Brasileira relata sofrer negligência médica com filho autista em Portugal


Letícia Gurgel é mais uma brasileira em terras lusitanas com uma triste história para contar. Há 5 anos, quando saiu de Belo Horizonte para viver em Portugal, a mãe solo de um adolescente autista não verbal de suporte (dependente de apoio para o resto da vida), vem enfrentando um processo penoso para que o seu filho seja integrado ao Serviço Nacional de Saúde (SNS).

Segundo a designer de interiores, em Portugal, para ter direito ao subsídio destinado a pessoas com deficiência é necessário ter um Atestado Multiuso, documento que precisa comprovar uma incapacidade mínima de 60%. No caso do seu filho, o resultado da perícia, que demorou quase dois anos para ser concluída, foi de 80%. “Para marcar o exame é preciso um encaminhamento do médico de família do Centro de Saúde da sua zona de residência, algo que, obviamente, não temos”, desabafa. “Como eu mudei de cidade por três vezes e esse processo não é interligado, precisei fazer o pedido e ir para o final da fila”, sublinha.

A brasileira conta ainda que a sua solicitação no Centro de Saúde da Moita, onde reside atualmente, só caminhou depois que ela resolveu denunciar o caso à Secretaria de Saúde. Letícia revela que só assim o seu filho conseguiu ter acesso ao acompanhamento de uma pedopsiquiatra, que já o acompanha há um ano. “Em março, foi solicitada a internação do meu filho no Hospital Dona Estefânia, em Lisboa, o único da região que oferece atendimento para pessoas com deficiência mental. Porém, até hoje não conseguimos uma vaga, mesmo somando diversas crises nos últimos meses.”, pontua.

Letícia Gurgel relata que sempre precisa de socorro para colocar o seu filho (de 1.85 m de altura) dentro do carro e levá-lo às urgências. “Ele fica muito agitado e agressivo quando passa por essas crises. Eu não consigo contê-lo sozinha. Para você ter uma noção da gravidade, em uma das situações, ele arrancou parte do meu cabelo no bulbo com a própria boca”, revela. 

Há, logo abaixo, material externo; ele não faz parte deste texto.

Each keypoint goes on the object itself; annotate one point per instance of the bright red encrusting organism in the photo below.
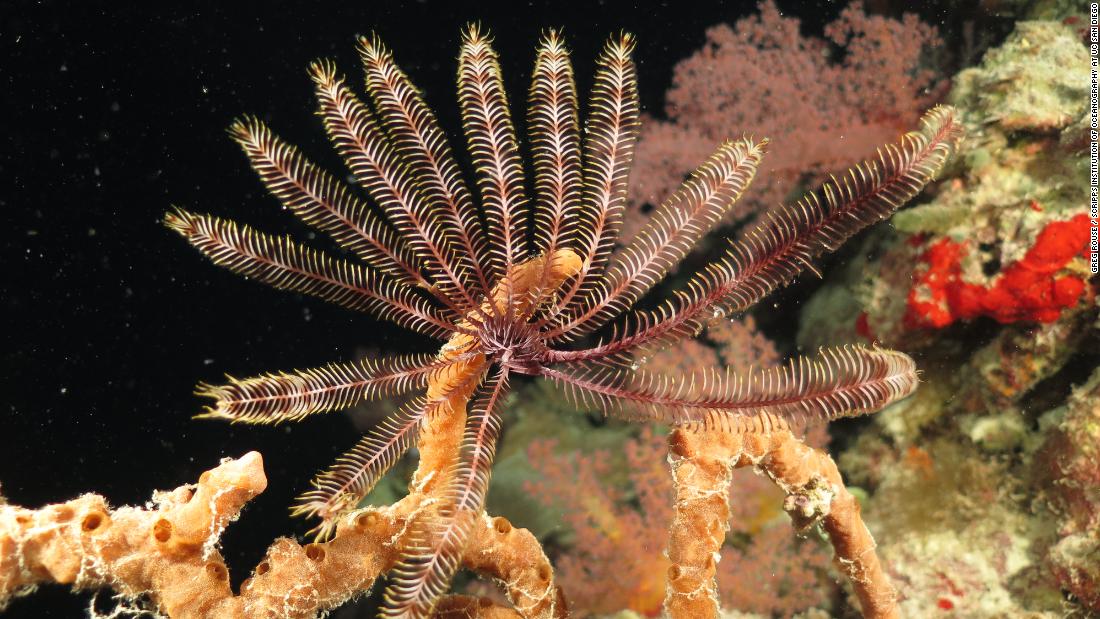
(1029, 289)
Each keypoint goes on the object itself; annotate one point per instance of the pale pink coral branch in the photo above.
(167, 553)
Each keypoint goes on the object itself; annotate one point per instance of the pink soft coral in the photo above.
(822, 101)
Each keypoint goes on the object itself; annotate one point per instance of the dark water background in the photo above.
(112, 112)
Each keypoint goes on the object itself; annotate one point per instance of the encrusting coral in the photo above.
(507, 298)
(980, 487)
(167, 552)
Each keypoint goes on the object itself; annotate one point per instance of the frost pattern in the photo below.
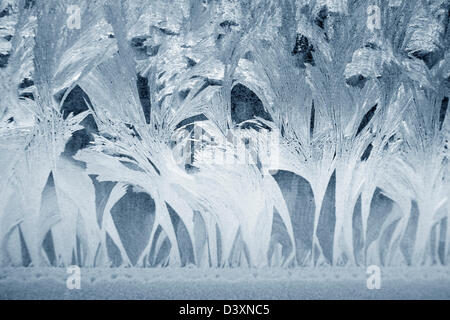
(141, 139)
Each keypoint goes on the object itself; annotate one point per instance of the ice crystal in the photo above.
(224, 133)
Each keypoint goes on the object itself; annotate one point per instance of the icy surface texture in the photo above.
(224, 133)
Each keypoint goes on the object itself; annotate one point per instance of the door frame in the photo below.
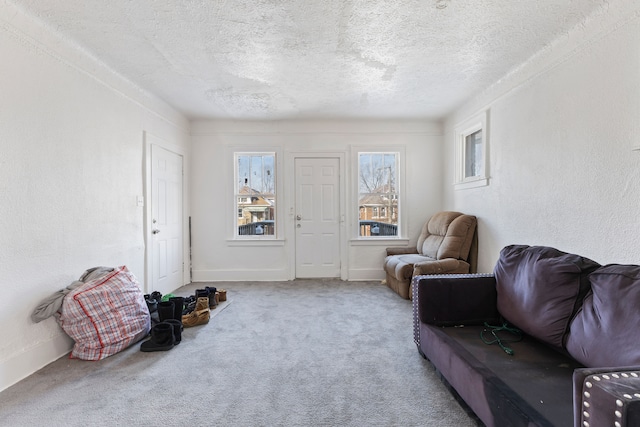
(290, 230)
(148, 141)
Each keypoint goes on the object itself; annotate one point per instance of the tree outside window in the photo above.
(255, 194)
(378, 194)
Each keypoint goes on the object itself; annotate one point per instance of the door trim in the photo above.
(148, 141)
(291, 198)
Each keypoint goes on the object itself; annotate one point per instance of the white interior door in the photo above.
(317, 217)
(166, 220)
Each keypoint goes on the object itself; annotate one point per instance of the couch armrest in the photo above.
(606, 396)
(456, 299)
(401, 250)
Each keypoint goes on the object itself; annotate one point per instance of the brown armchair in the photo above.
(448, 244)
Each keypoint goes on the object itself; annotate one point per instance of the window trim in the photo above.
(461, 132)
(236, 152)
(399, 151)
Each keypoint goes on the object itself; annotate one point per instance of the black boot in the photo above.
(177, 328)
(212, 297)
(165, 310)
(178, 306)
(162, 338)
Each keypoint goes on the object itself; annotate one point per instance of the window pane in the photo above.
(378, 197)
(255, 194)
(473, 154)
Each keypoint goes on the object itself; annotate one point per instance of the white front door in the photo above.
(317, 217)
(166, 220)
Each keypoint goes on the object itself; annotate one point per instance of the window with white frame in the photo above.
(471, 153)
(255, 194)
(378, 189)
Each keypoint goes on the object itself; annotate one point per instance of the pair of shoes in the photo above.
(196, 317)
(164, 336)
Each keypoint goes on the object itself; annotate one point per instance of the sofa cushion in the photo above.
(605, 331)
(540, 289)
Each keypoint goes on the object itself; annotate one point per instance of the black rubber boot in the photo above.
(178, 306)
(177, 329)
(166, 310)
(162, 338)
(212, 296)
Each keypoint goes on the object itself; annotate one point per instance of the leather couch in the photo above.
(571, 325)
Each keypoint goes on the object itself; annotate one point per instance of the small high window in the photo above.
(471, 153)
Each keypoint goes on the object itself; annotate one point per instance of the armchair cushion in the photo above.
(440, 266)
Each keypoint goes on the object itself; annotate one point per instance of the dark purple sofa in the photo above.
(578, 360)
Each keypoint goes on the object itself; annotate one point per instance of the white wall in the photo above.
(561, 132)
(71, 167)
(216, 257)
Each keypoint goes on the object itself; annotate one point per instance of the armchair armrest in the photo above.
(401, 250)
(441, 266)
(456, 299)
(606, 396)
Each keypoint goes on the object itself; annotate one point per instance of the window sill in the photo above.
(482, 182)
(379, 241)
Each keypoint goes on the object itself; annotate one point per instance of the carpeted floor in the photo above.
(299, 353)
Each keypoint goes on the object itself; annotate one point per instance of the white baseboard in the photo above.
(237, 276)
(32, 359)
(366, 274)
(273, 275)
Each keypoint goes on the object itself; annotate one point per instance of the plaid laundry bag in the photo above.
(105, 315)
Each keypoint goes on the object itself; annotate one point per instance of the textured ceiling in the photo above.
(275, 59)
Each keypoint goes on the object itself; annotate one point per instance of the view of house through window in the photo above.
(378, 194)
(473, 154)
(255, 194)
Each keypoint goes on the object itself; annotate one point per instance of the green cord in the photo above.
(501, 341)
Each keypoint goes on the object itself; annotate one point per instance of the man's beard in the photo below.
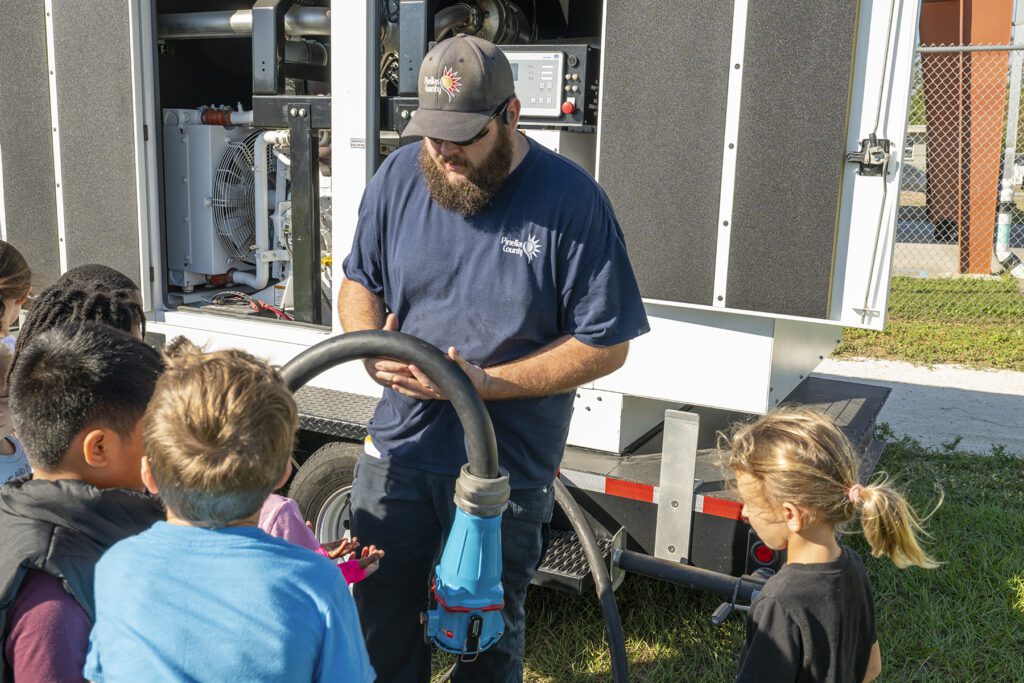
(471, 195)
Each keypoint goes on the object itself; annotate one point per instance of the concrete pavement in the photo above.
(938, 403)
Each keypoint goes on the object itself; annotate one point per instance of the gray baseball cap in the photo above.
(463, 81)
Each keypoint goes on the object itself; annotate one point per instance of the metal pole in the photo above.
(969, 48)
(1007, 258)
(305, 215)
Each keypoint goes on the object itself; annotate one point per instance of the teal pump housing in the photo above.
(467, 591)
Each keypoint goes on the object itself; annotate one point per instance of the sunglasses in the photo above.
(500, 112)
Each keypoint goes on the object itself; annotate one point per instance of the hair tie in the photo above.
(853, 493)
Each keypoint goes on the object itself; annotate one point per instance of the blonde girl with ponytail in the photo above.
(799, 479)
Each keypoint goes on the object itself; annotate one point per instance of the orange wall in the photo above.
(965, 131)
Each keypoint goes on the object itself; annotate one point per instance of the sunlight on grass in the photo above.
(1017, 586)
(971, 322)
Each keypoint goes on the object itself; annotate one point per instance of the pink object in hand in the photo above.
(350, 569)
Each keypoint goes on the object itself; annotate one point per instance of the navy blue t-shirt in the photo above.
(545, 260)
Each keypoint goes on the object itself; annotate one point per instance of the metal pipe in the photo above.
(1010, 261)
(239, 24)
(259, 280)
(724, 585)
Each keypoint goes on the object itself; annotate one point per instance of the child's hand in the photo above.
(338, 549)
(371, 558)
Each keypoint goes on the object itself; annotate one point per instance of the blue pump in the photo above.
(467, 591)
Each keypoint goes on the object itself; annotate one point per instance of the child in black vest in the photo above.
(798, 476)
(78, 395)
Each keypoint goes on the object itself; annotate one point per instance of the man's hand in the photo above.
(418, 385)
(384, 371)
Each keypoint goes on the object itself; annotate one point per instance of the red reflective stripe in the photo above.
(631, 489)
(720, 508)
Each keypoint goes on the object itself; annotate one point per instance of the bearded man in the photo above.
(509, 257)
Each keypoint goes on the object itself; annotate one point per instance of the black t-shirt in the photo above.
(811, 623)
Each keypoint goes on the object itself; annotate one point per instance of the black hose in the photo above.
(480, 444)
(727, 586)
(602, 583)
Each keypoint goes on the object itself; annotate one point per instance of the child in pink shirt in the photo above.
(280, 517)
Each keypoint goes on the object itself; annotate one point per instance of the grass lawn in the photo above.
(971, 322)
(964, 622)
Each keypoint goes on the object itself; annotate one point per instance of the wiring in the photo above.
(260, 308)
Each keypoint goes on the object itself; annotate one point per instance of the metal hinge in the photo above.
(872, 156)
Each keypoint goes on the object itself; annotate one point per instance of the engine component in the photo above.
(457, 18)
(504, 23)
(557, 85)
(233, 198)
(498, 20)
(184, 26)
(193, 154)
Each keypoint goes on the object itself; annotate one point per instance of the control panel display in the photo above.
(539, 79)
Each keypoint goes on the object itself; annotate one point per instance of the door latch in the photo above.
(872, 156)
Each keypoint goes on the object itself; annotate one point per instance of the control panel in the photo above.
(557, 85)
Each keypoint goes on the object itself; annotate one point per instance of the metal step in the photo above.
(335, 413)
(565, 564)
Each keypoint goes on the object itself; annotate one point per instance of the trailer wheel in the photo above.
(323, 488)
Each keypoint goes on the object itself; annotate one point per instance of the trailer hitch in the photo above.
(758, 579)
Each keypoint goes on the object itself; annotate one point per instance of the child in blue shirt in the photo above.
(208, 596)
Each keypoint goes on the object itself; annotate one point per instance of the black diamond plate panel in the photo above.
(334, 413)
(565, 564)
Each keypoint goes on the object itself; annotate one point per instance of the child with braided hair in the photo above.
(87, 294)
(814, 621)
(15, 283)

Foi durante uma dessas crises brutais que ela e seu filho se viram mais uma vez em situação de descaso no sistema público de saúde português na madrugada de sexta para sábado, dia 16 de dezembro. Há três dias dormindo apenas 2 horas por noite, mesmo com forte medicação, o adolescente começou a ter problemas na escola.

Por volta de 1:30, Gurgel alegou ter ligado ao SNS para pedir uma ambulância até o Hospital Dona Estefânia. Por estar com privação de sono, ela acreditou que essa seria a melhor opção, pois não poderia colocar a vida de ambos em risco e conduzir por 40 minutos de Moita a Lisboa. No entanto, segundo Letícia, a atendente disse que o encaminhamento ao hospital dependeria da avaliação do bombeiro quando o mesmo chegasse até a sua residência (requerimento que não pareceu lhe fazer sentido, pois só existe esse hospital e o Santa Maria em sua zona com pedopsiquiatra plantonista).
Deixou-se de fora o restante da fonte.